Despite this and the requirement for new SANGs to mitigate the additional recreational pressure to be created by the emerging Local Plan, there is no site identified within the Regulation 18 Stage C Consultation Document for a new Country Park. To the contrary, footnote 74 of the Regulation 18, Stage C Consultation Document defers consideration of potential sites for a new Country Park to the Regulation 19 stage.

In the absence of any identified deliverable sites for a Country Park within the Regulation 18, Stage C Consultation Document, draft Policy 3 requests that new development provide onsite infrastructure as necessary. In addition, and rather than allocating sites, the plan suggests that new country parks can be identified through green infrastructure strategies and be funded in the most part, by CIL.

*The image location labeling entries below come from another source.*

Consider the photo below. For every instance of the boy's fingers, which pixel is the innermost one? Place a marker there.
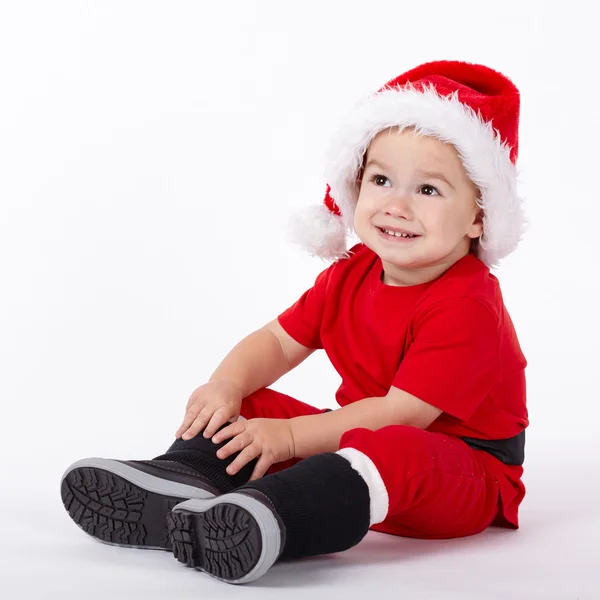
(244, 457)
(262, 466)
(199, 423)
(188, 419)
(230, 431)
(220, 416)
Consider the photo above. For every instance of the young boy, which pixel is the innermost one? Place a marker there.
(428, 441)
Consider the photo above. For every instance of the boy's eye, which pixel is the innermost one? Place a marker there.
(428, 190)
(379, 180)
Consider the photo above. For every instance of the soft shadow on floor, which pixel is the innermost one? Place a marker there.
(376, 549)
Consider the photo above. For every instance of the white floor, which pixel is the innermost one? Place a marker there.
(555, 554)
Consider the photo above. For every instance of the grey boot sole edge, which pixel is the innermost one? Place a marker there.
(150, 499)
(268, 533)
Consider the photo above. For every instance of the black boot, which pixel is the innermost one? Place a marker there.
(318, 506)
(126, 502)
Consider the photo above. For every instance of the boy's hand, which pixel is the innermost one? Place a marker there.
(271, 439)
(210, 406)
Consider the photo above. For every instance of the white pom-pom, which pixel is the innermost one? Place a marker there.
(319, 231)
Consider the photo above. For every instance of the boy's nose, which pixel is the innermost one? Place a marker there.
(399, 206)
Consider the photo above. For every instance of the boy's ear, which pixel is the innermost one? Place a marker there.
(476, 229)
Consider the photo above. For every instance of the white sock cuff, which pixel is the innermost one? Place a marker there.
(366, 468)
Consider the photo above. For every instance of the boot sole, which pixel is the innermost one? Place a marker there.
(119, 505)
(234, 538)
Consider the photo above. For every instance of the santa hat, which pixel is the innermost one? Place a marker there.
(470, 106)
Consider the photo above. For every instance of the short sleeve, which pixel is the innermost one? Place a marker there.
(303, 319)
(453, 361)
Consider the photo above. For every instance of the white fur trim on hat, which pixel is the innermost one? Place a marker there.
(485, 157)
(320, 232)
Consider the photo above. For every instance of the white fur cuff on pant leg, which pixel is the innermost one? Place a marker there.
(366, 468)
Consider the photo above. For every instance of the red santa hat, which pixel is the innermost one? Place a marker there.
(470, 106)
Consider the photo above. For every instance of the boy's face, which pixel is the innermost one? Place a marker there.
(416, 184)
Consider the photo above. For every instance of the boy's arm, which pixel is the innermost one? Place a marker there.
(261, 358)
(321, 433)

Glavenhill Ltd contend that the GNGB’s approach to the natural environment as set out in Policy 3 of the Regulation 18, Stage C Consultation Document, specifically the lack of any discernible or deliverable site for a new country park, is ‘unsound’.

Glavenhill Ltd request that before any further strategic scale growth can be planned through the Greater Norwich Local Plan, that South Norfolk Council establish a proposal for a realistic and deliverable new network of SANG’s. This could be achieved in part, through the allocation and early release of a Country Park at Caistor Lane (GNLP 0485).

The proposed Country Park at Caistor can be delivered at a scale and in a form that ensures its attractiveness to new visitors, thus diverting visitors away from The Broads National Park and existing Natura 2000 sites, SAC’s and SSSI’s present within the District.

Importantly, the set-up and long-term maintenance of this new park will be funded by housing delivery across the same site and would not be reliant on the public purse.